Continue the thought process....

From today's Open Europe news summary:

Influential Conservative MPs call for tougher rules on EU migrants’ access to benefitsThe Times reports that the Fresh Start Group of Conservative MPs has today published a new report calling on the UK Government to renegotiate a number of EU directives and regulations to toughen up the EU’s rules on migrants’ access to benefits. The MPs suggest that certain benefits should only be paid to those who have “contributed a significant amount to that state’s system” and that the Government should be allowed to claim back any benefits from a recipient’s home country if they had not paid into the British social security system. The Fresh Start Project report is drawn from a public evidence session of the APPG for European Reform and the subsequent report prepared by Open Europe, which acts as the Secretariat to the APPG.

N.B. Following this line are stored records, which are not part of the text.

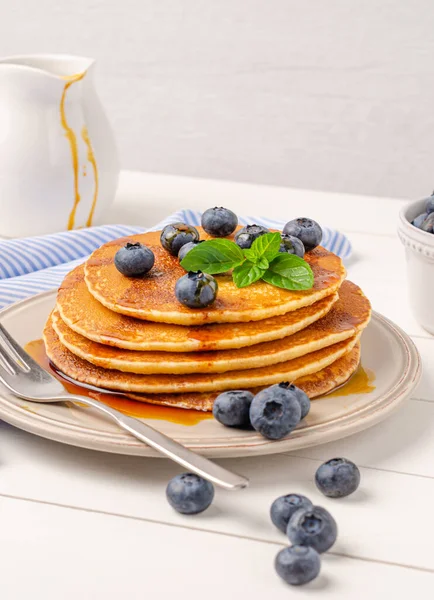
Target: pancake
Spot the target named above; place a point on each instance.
(348, 316)
(86, 316)
(85, 372)
(315, 385)
(152, 297)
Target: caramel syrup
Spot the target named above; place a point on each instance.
(360, 383)
(142, 410)
(72, 139)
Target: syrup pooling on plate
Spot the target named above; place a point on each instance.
(141, 410)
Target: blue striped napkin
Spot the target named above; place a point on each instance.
(32, 265)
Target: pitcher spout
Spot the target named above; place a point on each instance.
(59, 66)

Open Europe: Work in Parliament Open Europe research: EU free movement Times
Requiring people to have "contributed a significant amount to that state's system" is a worthy, short term goal, but let's continue the thought process. Why offer state-sponsored welfare at all? Let each man contribute to his own, personal welfare program. We old timers used to call this "saving for a rainy day", "becoming self-reliant", "accepting personal responsibility", etc. Until we return to these time-honored and time-tested personal virtues, state-sponsored welfare will be a cancer on the body politic...enticing the young to believe that they have a right to become a permanent burden upon their fellow man and have no need to prepare themselves for a world of scarcity and uncertainty.